THE RULE OF LAW….The New York Times reports that Iraqi leaders have changed the rules for ratification of their new constitution:
Under the new rules, the constitution will fail only if two-thirds of all registered voters ? rather than two-thirds of all those actually casting ballots ? reject it in at least 3 of the 18 provinces.
….Given that fewer than 60 percent of registered Iraqis voted in the January elections, the chances that two-thirds would both show up at the polls and vote against the document in three provinces would appear to be close to nil.
Italics mine. Obviously the idea is to guarantee passage of the constitution, but this interpretation seems self-defeating, doesn’t it? After all, here’s what Article 61 of the Transitional Law says:
The general referendum will be successful and the draft constitution ratified if a majority of the voters in Iraq approve and if two-thirds of the voters in three or more governorates do not reject it.
If “voters” means “all registered voters,” then the constitution has to be approved by a majority of all registered voters in the first place ? which isn’t very likely. So how does this help things? The Times explains:
In their vote on Sunday, the Shiite and Kurdish members interpreted the law as follows: the constitution will pass if a majority of ballots are cast for it; it will fail if two-thirds of registered voters in three or more provinces vote against it. In other words, the lawmakers designated two different meanings for the word “voters” in one passage.
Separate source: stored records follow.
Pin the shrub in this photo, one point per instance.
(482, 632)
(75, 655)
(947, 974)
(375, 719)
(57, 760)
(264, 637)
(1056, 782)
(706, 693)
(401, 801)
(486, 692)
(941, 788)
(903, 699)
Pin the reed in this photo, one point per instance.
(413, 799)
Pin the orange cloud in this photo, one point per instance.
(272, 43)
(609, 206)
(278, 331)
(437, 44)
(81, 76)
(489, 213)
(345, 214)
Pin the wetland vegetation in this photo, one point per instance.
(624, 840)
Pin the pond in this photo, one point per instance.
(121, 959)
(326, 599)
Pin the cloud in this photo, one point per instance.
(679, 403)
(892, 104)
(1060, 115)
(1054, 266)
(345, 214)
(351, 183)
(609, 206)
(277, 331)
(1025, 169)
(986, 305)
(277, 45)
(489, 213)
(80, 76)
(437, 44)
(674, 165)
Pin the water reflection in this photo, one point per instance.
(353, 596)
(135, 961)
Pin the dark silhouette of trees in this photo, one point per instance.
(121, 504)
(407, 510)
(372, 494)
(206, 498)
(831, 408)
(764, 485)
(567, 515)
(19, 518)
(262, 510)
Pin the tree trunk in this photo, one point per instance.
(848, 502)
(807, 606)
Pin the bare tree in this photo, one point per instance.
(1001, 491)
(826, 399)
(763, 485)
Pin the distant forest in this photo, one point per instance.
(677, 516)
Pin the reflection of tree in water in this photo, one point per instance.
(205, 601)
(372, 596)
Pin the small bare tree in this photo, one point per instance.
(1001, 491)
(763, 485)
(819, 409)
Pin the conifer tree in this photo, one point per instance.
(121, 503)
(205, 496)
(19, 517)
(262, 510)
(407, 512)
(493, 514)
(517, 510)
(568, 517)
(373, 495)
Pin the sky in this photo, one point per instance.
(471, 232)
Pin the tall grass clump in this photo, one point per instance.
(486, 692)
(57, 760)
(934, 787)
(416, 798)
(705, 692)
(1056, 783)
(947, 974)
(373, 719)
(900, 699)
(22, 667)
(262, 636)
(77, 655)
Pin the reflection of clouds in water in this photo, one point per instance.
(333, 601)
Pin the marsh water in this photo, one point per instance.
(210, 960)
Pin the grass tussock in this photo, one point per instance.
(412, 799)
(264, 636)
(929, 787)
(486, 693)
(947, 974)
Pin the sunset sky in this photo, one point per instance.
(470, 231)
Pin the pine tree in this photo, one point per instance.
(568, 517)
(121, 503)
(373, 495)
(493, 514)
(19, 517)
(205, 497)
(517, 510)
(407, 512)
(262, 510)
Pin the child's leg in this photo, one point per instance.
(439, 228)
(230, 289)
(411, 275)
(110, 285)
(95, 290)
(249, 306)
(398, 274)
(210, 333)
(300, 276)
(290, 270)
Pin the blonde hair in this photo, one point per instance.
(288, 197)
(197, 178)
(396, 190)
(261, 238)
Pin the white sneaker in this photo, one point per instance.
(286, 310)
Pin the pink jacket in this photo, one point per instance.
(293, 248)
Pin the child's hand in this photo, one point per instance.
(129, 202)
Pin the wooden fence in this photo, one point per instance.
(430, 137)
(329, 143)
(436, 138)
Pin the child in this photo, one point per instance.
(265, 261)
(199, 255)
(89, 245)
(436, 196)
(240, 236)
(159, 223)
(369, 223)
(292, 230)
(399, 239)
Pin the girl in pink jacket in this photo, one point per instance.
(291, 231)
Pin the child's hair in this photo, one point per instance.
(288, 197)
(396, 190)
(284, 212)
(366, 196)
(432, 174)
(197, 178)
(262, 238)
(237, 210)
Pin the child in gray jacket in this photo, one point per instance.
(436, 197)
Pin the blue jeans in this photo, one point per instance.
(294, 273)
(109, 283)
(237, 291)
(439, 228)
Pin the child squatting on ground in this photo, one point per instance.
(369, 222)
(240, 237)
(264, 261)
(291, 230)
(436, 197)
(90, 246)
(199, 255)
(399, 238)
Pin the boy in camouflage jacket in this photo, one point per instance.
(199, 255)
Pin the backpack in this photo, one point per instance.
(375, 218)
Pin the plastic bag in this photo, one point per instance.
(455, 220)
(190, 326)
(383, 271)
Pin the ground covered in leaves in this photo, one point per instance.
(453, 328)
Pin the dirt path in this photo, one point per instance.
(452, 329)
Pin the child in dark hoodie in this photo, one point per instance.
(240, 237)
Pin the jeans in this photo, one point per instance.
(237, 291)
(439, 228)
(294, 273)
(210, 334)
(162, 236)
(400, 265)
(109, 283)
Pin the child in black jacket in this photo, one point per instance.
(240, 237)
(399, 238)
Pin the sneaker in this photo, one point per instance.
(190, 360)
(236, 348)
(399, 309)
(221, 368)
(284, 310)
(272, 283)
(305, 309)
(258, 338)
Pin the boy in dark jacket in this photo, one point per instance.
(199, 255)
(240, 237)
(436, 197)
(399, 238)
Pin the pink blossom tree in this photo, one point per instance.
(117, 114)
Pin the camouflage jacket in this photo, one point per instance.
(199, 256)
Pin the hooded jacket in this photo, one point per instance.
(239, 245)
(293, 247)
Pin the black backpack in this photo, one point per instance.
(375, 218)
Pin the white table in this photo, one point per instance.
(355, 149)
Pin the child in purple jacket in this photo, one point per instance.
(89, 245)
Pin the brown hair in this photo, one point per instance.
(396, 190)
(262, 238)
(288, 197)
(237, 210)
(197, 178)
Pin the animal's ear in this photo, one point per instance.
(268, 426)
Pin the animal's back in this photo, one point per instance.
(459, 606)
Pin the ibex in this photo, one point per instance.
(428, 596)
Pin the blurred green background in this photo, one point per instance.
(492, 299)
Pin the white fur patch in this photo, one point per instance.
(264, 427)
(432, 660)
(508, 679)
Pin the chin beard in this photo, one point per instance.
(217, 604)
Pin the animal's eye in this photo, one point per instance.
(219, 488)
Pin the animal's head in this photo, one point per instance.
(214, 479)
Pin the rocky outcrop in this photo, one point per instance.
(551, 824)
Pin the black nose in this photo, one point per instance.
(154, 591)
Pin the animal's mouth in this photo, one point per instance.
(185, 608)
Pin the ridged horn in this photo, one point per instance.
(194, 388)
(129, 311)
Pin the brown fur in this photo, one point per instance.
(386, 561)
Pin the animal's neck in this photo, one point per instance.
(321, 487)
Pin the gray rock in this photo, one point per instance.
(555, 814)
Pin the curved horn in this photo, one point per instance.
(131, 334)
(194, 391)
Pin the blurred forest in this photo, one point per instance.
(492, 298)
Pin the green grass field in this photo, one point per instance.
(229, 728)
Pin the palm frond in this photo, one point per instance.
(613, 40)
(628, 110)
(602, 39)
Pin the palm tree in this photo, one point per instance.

It would appear that Iraq’s leaders have learned well from their Republican mentors. It’s sort of like their own personal nuclear option.
Aside from the obvious travesty of democracy in play here, what’s really odd about all this is that most of the recent reports from Iraq have indicated that it was unlikely the Sunnis would successfully reject the constitution anyway. But I guess the Shiites and Kurds must have felt differently. I wonder what they know that Western reporters apparently don’t?